What Are the Three Layers?
AI agents rely on a structured stack that can be divided into three inter‑dependent layers:
- Tools Layer: External capabilities (APIs, plugins, hardware) that the agent can invoke to perform actions beyond pure language generation.
- Data Layer: The curated, up‑to‑date information the agent consumes, including knowledge bases, embeddings, and real‑time feeds.
- Orchestration Layer: The control logic that decides when and how to use tools and data, handling context, error recovery, and multi‑step planning.
Why Are These Layers Important?
Separating concerns into distinct layers provides several benefits:
- Modularity: Each layer can be upgraded or swapped without disrupting the whole system.
- Scalability: Orchestration can parallelize tool calls and manage large data volumes efficiently.
- Reliability: Clear boundaries simplify testing, monitoring, and fault isolation.

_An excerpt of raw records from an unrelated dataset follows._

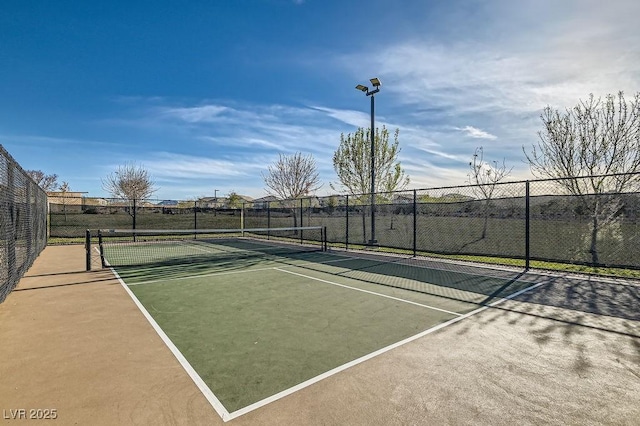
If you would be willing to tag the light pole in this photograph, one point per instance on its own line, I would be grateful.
(376, 84)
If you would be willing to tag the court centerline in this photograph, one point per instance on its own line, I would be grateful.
(369, 292)
(213, 274)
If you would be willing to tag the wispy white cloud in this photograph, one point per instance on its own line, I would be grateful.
(476, 133)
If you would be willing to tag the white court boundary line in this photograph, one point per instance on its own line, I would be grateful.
(208, 394)
(368, 292)
(225, 415)
(367, 357)
(402, 261)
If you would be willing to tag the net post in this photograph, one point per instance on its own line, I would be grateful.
(324, 238)
(87, 247)
(527, 227)
(301, 214)
(268, 218)
(346, 226)
(415, 223)
(242, 219)
(100, 245)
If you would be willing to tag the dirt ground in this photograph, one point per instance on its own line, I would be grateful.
(73, 345)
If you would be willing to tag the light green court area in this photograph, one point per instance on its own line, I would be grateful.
(253, 326)
(252, 335)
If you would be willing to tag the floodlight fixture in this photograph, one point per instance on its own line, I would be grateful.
(375, 81)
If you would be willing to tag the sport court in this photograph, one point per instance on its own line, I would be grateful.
(255, 319)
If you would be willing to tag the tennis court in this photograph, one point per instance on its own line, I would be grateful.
(259, 314)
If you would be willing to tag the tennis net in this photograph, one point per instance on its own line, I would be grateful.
(128, 247)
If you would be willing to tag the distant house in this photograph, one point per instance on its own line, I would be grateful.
(69, 198)
(221, 202)
(263, 203)
(333, 201)
(402, 199)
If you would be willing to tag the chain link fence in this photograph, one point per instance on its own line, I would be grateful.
(23, 222)
(512, 223)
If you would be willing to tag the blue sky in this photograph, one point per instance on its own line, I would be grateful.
(207, 94)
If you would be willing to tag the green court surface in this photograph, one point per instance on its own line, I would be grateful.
(253, 326)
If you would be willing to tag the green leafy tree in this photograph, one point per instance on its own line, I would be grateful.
(44, 181)
(593, 152)
(352, 164)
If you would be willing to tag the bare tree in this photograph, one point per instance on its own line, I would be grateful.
(352, 163)
(485, 177)
(44, 181)
(592, 151)
(131, 183)
(292, 177)
(234, 201)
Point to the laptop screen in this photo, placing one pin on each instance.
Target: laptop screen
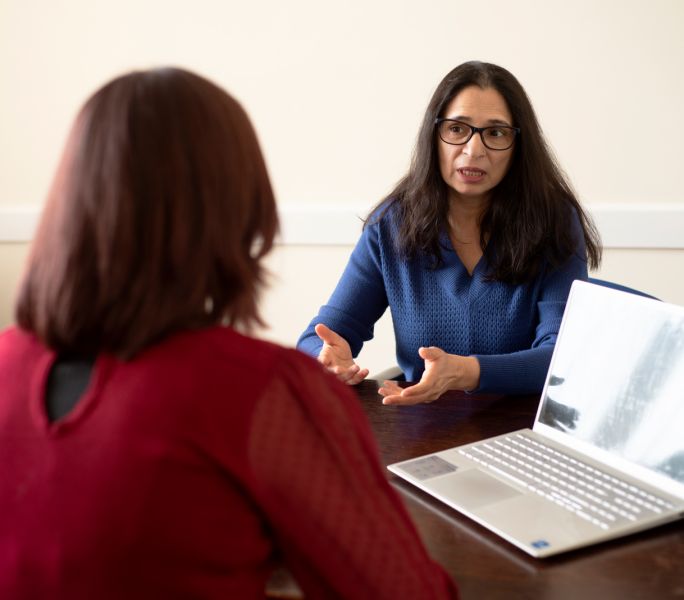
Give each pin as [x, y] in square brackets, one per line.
[616, 379]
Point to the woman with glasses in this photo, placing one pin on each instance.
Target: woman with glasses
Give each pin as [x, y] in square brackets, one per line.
[474, 251]
[148, 448]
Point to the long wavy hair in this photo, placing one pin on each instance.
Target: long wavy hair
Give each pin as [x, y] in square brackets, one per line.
[156, 222]
[529, 219]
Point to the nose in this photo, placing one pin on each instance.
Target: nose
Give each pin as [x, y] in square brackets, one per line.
[475, 147]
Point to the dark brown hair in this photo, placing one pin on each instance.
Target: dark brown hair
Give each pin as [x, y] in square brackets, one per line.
[157, 220]
[529, 220]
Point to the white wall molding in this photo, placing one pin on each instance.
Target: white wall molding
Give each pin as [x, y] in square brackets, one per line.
[621, 225]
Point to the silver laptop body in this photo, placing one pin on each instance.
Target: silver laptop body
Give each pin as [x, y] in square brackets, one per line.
[605, 457]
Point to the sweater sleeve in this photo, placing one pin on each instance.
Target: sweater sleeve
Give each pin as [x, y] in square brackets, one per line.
[358, 301]
[524, 372]
[341, 528]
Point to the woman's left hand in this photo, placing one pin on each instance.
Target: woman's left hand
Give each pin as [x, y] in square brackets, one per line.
[443, 372]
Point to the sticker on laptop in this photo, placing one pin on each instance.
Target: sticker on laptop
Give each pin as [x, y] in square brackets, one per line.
[427, 467]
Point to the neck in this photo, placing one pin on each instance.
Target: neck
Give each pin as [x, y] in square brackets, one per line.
[465, 216]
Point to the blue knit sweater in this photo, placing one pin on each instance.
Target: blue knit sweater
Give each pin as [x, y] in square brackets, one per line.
[511, 330]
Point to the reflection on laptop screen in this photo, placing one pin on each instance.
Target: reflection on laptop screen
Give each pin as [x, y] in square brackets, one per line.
[637, 372]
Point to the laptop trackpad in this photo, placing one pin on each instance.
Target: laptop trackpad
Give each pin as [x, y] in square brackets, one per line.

- Security: Access controls can be applied per layer, limiting exposure of sensitive tools or data.
How to Implement Each Layer
1. Tools Layer
- Identify the core actions the agent must perform (e.g., database queries, file manipulation, external API calls).
- Expose each action through a well‑defined interface (REST, gRPC, or function‑calling schema).
- Implement authentication, rate‑limiting, and logging at the tool boundary.
2. Data Layer
- Collect domain‑specific documents, logs, and structured datasets.
- Transform raw data into searchable embeddings or vector stores for fast retrieval.
- Maintain a data versioning pipeline to keep the knowledge base current.
3. Orchestration Layer
- Use a planning engine (e.g., ReAct, A2A protocol) that can generate a sequence of tool calls based on user intent.
- Incorporate a state manager to track context across turns and handle retries.
- Define fallback strategies: if a tool fails, the orchestrator should either retry, use an alternative, or ask for clarification.